In attacking the jungle of the unknown or unarticulated, Hegel’s dialectic pattern of discourse seems to cut like a pair of scissors, unlike a simple assertion of claims that is more like a club. It is a one-two-three in terms of time stages: thesis, antithesis,

synthesis. But each stage involves a pair of ideas. We invoke a pair of things that might seem to go together (a thesis), postulate their opposites (the antithesis), and then reconcile them (synthesis) by taking parts from each. The process can achieve

(or take the listener through) an increment in knowledge, or perhaps even wisdom.

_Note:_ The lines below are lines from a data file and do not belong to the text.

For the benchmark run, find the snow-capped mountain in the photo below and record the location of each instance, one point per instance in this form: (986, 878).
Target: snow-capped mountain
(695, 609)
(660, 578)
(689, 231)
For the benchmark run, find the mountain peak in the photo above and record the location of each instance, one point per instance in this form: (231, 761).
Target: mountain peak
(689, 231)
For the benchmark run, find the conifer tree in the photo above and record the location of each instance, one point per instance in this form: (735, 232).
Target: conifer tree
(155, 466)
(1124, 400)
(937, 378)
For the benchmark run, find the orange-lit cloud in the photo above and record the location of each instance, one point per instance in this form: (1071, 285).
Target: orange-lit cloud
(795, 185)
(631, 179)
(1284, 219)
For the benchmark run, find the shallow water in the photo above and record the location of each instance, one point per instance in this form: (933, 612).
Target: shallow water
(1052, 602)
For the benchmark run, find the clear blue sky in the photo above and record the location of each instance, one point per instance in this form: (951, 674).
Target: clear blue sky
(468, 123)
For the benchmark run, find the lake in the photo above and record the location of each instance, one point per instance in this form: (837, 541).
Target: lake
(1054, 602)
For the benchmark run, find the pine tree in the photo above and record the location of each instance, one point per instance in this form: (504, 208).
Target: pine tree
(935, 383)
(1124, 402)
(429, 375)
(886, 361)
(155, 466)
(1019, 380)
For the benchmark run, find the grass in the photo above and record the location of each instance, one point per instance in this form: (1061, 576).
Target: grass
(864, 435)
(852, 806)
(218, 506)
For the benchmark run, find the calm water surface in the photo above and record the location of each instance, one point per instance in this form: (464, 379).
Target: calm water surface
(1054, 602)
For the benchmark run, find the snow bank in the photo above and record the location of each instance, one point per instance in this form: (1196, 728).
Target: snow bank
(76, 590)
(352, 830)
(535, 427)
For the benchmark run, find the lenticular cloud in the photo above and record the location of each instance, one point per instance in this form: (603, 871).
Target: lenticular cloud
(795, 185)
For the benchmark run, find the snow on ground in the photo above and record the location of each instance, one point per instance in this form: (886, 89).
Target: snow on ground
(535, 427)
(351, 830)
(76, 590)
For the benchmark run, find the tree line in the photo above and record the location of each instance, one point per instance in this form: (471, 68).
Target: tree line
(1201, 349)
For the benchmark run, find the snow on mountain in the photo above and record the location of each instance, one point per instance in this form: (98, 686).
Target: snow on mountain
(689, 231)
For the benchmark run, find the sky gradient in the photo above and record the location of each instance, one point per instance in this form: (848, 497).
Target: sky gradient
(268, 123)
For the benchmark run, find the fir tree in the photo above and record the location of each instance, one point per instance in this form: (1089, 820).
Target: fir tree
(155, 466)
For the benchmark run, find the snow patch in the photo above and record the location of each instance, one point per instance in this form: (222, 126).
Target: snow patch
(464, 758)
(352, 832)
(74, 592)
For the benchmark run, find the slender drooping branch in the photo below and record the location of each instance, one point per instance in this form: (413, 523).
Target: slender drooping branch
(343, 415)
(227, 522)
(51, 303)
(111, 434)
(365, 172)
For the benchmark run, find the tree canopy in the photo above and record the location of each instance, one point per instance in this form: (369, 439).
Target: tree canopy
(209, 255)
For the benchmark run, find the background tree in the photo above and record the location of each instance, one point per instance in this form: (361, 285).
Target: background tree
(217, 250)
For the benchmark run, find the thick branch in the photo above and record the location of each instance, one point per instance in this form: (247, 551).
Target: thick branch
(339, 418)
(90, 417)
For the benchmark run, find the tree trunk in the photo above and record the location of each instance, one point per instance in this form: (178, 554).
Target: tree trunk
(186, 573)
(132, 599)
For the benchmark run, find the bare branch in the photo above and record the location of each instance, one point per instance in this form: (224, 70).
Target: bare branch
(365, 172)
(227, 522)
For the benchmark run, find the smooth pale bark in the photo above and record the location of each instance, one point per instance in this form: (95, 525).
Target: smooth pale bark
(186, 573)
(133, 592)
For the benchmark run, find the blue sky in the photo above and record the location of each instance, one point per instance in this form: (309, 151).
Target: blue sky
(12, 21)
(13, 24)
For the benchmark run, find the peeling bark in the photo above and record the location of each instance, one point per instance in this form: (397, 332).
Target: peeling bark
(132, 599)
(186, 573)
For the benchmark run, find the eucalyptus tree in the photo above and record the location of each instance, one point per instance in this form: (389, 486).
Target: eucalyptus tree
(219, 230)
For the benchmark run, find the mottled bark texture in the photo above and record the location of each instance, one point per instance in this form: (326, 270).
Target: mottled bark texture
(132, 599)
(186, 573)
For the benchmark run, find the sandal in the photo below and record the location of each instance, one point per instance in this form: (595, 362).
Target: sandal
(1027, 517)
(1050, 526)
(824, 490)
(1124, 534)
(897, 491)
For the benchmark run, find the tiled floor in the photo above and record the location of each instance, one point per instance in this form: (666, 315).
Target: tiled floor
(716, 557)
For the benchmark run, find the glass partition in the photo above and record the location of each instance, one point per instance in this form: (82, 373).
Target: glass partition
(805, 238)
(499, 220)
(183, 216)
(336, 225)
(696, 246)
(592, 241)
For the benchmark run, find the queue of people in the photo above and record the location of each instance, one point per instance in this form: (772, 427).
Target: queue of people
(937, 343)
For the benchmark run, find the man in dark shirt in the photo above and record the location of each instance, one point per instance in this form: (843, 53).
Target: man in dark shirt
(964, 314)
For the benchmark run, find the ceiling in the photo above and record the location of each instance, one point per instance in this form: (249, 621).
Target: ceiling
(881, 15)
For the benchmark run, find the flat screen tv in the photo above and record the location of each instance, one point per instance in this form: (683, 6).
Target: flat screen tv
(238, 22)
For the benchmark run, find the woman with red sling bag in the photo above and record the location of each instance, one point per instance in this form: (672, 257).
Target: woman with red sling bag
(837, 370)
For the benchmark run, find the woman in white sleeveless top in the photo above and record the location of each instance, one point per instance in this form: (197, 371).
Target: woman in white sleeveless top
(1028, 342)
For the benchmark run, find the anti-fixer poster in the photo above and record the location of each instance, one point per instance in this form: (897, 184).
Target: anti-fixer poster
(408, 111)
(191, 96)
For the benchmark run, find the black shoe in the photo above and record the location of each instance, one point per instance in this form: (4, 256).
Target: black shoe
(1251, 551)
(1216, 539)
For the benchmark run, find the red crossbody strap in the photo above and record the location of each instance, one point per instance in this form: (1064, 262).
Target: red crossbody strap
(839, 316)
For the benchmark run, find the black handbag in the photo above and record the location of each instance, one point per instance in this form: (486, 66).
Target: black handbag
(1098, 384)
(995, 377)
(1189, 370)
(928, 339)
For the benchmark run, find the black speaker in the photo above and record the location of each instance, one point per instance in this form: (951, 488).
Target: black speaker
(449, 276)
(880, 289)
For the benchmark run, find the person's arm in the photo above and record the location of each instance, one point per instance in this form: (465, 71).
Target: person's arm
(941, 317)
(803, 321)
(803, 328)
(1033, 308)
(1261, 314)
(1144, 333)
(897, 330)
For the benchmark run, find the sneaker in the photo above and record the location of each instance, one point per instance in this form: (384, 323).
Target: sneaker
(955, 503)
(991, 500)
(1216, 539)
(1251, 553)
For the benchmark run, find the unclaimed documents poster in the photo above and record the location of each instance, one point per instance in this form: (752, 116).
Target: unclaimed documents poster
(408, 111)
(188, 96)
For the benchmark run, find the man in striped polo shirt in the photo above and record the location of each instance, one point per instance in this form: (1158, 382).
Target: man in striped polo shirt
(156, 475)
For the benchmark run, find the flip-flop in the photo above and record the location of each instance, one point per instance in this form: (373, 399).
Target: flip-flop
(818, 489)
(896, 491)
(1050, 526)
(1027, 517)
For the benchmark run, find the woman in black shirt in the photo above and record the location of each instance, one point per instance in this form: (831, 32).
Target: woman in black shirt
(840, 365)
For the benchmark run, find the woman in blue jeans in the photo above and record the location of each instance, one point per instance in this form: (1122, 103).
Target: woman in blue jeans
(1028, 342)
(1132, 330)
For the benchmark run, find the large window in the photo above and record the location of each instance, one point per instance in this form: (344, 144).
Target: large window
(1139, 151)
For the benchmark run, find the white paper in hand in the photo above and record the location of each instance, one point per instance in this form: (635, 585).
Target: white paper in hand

A Wikipedia example, on a grand but vague topic, illustrates the structure, and also its rhetorical feeling of profound progress:

Thesis : unconscious + unity

Antithesis : conscious + separation

Synthesis : conscious + unity

The word “synthesis” refers to combining or putting things together. Synthesis is the opposite of “analysis,” which is taking things apart. A dialectical synthesis combines the thesis and the antithesis; it never introduces a new concept not found in either the thesis or the antithesis. Most dialectics have two concepts per stage, in which case the synthesis stage incorporates one concept from the thesis and one from the antithesis. ( http://en.wikipedia.org/wiki/Thesis-antithesis-synthesis

) b. Splitting and lumping (analysis and synthesis)

The words analysis and synthesis are more general, and also form a kind of mental scissors. Science often snips its way forward using the creative tension between reductionism vs. holism, or analysis vs. synthesis, or “splitting vs. lumping.” Some say these are two personality types, “splitters and lumpers”. Which are you?

Ultimately, we all use them both, and being able to switch views is powerful. But I do find that different people seem to have a predilection for one or the other. c. Bayesian thinking

In science, applied logic like the philosophy tools above is not enough: we need a role for evidence. Another powerful pattern of scientific discourse to know about is

Bayesian inference. This has a 3-step sequence in time, like human learning: Prior,

Evidence, Posterior (Repeat). It explicitly acknowledges that prior information always conditions our view of evidence. If we are rational, evidence improves our

posterior assessment (or knowledge, or information, or estimation) about the topic in question. Bayesian thinking is a humanistic, procedural view of knowledge and its creation, and for centuries has rankled stuffy scientists who take science’s myth of objectivity very literally and seriously (The Theory that Would Not Die, a 2011 book by Sharon McGrayne, describes the history of Bayesian reasoning). Today Bayesian thinking is on the rise, because it is powerful; this is one of the ways ours is sometimes called a “post-modern” age. But of course, if prior knowledge is so wrong that it misleads us about the meaning of evidence, then successive Bayesian inferences can lead us astray, and a paradigm jump may be needed to get out of the rut. And people with different priors may never convince each other, even with infinite amounts of evidence. d. the systems approach

What system are you studying? What is a system?

The word comes from a meaning like a “standing bundle of things”: system (n.) from Greek systema "organized whole, body," from syn- "together" (see syn) + root of histanai "cause to stand" from PIE root *sta- "to stand" (see stet ). Meaning "set of correlated principles, facts, ideas, etc." first 1630s.

Thermodynamics speaks of open vs. closed systems, which can be thought about mainly in terms of responses to forcings (open) vs. internal conservation constraints

(closed). Only the whole universe may be a truly closed system, although on shortenough time scales other systems can often be treated usefully as almost-closed.

For splitters, a system always seems to be composed of (or can be decomposed

into…by hypothesis 1 …is that different?) a set of sub-systems. These internal subsystems are treated as “coupled,” with “feedbacks” carrying information or patterns

(“signals”) between them. Sometimes those signals are big gobs of mass or energy, although they may be subtler, like “signals” or “triggers.”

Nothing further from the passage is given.